Apple has allowed an iOS browser named Skyfire, which transcodes Flash videos into iPhone-friendly HTML5 on the fly, into the App Store. The app was approved by Cupertino yesterday and appeared on the store today. You can grab it from iTunes now after shelling out $3. Interestingly, attempting to download the app will give you a warning about adult content, meaning that Apple figures you'll be using the browser to watch porn (since there can't possibly be any other Flash videos out there worth watching).

Previous iterations of Skyfire weren't very good, but this one sends all Flash video elements it encounters to its servers, transcodes them into HTML5, and sends it back for viewing on your iPhone. It takes 10 seconds or so to get going but it requires nothing from the user and does all the hard work so you don't have to. Unfortunately, Skyfire can't do the same for Flash games or Flash apps: this is only for Flash video. Furthermore, Hulu won't work because of the way the site is designed.

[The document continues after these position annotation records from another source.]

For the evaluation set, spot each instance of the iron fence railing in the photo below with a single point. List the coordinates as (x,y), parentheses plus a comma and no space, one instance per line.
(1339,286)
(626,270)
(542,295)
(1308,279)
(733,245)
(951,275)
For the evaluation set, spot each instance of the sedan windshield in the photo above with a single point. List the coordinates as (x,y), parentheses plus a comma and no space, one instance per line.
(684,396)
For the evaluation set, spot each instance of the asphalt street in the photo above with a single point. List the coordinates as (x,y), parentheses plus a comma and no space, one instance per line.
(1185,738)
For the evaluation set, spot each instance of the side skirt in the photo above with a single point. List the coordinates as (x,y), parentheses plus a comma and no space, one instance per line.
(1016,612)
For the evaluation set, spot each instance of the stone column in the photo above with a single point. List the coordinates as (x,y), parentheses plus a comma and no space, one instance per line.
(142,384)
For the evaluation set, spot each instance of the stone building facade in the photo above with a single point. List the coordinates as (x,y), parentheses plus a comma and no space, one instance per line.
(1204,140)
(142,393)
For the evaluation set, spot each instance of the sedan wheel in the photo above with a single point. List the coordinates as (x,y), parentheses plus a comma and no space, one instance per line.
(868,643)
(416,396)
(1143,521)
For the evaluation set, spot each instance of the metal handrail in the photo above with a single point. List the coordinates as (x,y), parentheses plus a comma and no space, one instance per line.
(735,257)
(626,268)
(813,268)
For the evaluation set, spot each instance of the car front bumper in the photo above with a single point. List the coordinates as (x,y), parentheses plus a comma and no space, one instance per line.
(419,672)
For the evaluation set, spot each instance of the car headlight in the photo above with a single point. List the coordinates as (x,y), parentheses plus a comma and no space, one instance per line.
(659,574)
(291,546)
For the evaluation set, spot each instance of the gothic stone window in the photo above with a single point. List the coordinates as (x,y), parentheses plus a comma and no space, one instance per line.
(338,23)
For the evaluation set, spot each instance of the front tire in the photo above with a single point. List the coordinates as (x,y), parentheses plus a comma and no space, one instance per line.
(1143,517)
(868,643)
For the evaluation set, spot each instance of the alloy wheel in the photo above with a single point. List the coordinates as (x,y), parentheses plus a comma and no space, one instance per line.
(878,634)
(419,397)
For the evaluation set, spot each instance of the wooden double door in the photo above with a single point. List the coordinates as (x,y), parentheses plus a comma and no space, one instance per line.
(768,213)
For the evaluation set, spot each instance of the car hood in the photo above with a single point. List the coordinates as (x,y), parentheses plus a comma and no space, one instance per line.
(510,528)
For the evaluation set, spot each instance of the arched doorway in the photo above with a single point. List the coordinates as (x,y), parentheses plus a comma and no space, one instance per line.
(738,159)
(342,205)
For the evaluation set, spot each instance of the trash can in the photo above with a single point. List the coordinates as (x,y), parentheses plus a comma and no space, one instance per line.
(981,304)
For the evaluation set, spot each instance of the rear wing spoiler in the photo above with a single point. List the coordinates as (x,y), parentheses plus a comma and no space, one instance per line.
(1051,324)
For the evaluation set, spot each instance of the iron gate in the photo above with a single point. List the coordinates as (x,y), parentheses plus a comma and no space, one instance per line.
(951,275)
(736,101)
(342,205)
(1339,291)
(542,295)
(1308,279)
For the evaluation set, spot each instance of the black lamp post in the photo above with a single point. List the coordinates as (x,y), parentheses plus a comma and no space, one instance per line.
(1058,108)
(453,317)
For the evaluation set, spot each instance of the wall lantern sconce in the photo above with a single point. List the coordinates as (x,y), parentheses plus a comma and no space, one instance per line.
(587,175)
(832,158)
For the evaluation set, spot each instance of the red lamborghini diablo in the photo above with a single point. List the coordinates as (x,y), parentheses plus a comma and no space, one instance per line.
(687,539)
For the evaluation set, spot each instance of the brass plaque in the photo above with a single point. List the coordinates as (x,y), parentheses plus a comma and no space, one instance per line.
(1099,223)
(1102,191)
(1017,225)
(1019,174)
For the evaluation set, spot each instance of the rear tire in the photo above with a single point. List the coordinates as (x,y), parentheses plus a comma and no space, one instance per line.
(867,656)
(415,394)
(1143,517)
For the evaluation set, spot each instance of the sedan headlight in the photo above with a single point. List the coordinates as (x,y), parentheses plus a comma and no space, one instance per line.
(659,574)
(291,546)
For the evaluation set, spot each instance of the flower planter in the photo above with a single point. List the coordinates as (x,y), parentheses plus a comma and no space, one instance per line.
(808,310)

Apple made a point to all but kill Flash on all of its devices, but it still decided to let this app into its App Store. If you really want the app, make sure to download it now in case the company changes its mind and pulls it.

Update: The app reached such high demand that the company had to pull it. "The user experience was performing well for the first few hours, but as the surge continued, the peak load on our servers and bandwidth caused the video experience to degrade," Skyfire said in a statement. "Thus we are effectively 's'old out' and will temporarily not accept new purchases from the App Store. We are working really hard to increase capacity and will be accepting new purchases from the App Store as soon as we can support it. Within 5 hours, Skyfire for iPhone became the top grossing app, the third highest paid app overall and the top application in the Utilities category."